The European Professional Qualifications Directives (EPQD) provides for the mutual recognition of architects’ professional qualifications across the EU. The Government’s White Paper on Brexit and its offer on the rights of EU citizens both state that the UK will seek to ensure qualifications continue to be recognised on a reciprocal basis. This is a key policy priority for the RIBA we continue to make the case for this with Government. You can read the RIBA’s paper on mutual recognition of professional qualifications, here.

The Government’s paper on safeguarding the rights of EU citizens proposes that EU nationals that have lived continuously and lawfully in the UK for at least 5 years automatically will have a permanent right to reside here, and those that have been in the country for at least 6 years are eligible to apply for British citizenship. The UK Government has also proposed, as part of its negotiation with the EU, establishing a new ‘settled status’ for EU nationals currently resident in the UK – those with settled status would have no immigration conditions placed on their residence in the UK, provided that they remain resident here.

Doing business in the EU

UK architects will continue to have full access to the EU Single Market, and enjoy tariff-free trade with the EU market under the European Union Customs Union, until March 2019. Tariff and import restrictions on goods and the service sector will remain unchanged throughout this period. However, the Government has indicated that it does not intend to remain a full member of the Customs Union.

The UK Government’s objective for the Brexit negotiations is to secure a customs agreement with the EU which provides for the frictionless movement of goods, and a free trade agreement that does not involve being a member of its Single Market. However, the UK’s future relationship with the EU will be determined by negotiations between Britain and the EU27 and we do not know yet what this will look like after March 2019.

The Government has also indicated that it intends to seek a time-limited implementation period after March 2019 to provide the maximum possible certainty for businesses as the UK leaves the EU.

Public Procurement

The UK’s public procurement system is based on the European Procurement Directives, which are in turn based on the World Trade Organisation Government Procurement Agreement. Issues like the procurement threshold and the requirement to open all contracts above this value to competition will be maintained during negotiation.

For architects bidding for public contracts in the EU, no immediate changes are likely. EU law expressly forbids any weight in a procurement decision being given to the country of origin of a bid for a public contract. As such, access to public contracts for UK bids is not dependent on the UK’s membership of the EU.

Product and environmental standards

When the UK leaves the EU in April 2019, European law will cease to apply in the UK. The Government intends to legislate to incorporate all existing EU law into domestic law via legislation so that the same law applies the day after the UK leaves the EU as the day before. Standards that exist in UK law will remain in force even if the relevant EU Directives or Regulations no longer apply. Once the UK leaves, however, there will be greater flexibility for changes to be made individually by Parliament in time.

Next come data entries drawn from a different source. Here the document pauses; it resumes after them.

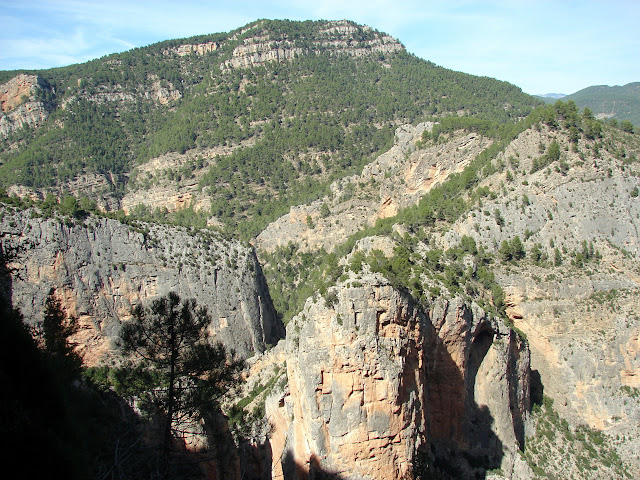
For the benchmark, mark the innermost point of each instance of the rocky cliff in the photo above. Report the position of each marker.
(377, 385)
(21, 104)
(398, 178)
(101, 268)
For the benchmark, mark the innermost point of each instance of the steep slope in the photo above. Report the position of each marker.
(100, 269)
(543, 232)
(238, 125)
(376, 385)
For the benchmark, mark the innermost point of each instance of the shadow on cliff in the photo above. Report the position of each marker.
(463, 442)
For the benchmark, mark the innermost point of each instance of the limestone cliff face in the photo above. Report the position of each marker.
(101, 268)
(374, 379)
(580, 318)
(19, 105)
(339, 38)
(395, 180)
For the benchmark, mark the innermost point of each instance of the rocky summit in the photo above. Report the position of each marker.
(428, 274)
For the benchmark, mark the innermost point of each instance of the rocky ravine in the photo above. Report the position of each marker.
(376, 384)
(101, 268)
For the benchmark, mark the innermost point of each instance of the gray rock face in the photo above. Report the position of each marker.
(101, 268)
(374, 379)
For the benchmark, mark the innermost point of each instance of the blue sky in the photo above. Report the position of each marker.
(542, 46)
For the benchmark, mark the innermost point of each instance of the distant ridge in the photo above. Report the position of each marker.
(554, 96)
(617, 102)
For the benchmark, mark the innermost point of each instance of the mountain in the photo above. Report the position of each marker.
(453, 264)
(550, 97)
(258, 119)
(617, 102)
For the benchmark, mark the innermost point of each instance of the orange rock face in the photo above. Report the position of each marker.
(374, 379)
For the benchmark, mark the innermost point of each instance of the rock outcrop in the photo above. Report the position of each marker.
(395, 180)
(375, 383)
(101, 268)
(19, 104)
(338, 38)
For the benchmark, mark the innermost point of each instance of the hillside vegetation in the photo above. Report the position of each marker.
(328, 103)
(619, 103)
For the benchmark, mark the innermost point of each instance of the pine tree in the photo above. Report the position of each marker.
(185, 375)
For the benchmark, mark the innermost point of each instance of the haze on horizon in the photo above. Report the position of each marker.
(543, 47)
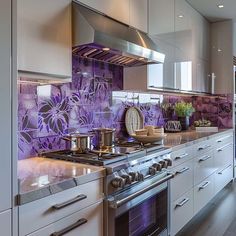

The UK’s standards body, the BSI has stated that membership to the International Organization for Standardization and International Electrotechnical Commission will not be affected by withdrawal from the EU. While the UK remains a member of the EU, the BSI will retain membership of European standardisation organisations CEN and CENELEC. The BSI has stated that it will be working with government to assess its relationship with European organisations.

The RIBA believes that it is crucial that the UK’s exit from the EU does not compromise built environment quality or sustainability by starting a short-sighted race to the bottom on standards, or allowing standards to be eroded through statutory instruments with minimal parliamentary scrutiny.


Leaving the EU will likely have an impact on EU nationals studying and working in the academic sector. Free movement of students and academic professionals within the EU will be maintained until the UK leaves the EU in March 2019, and research funding and academic cooperation agreements will continue as normal up to this date.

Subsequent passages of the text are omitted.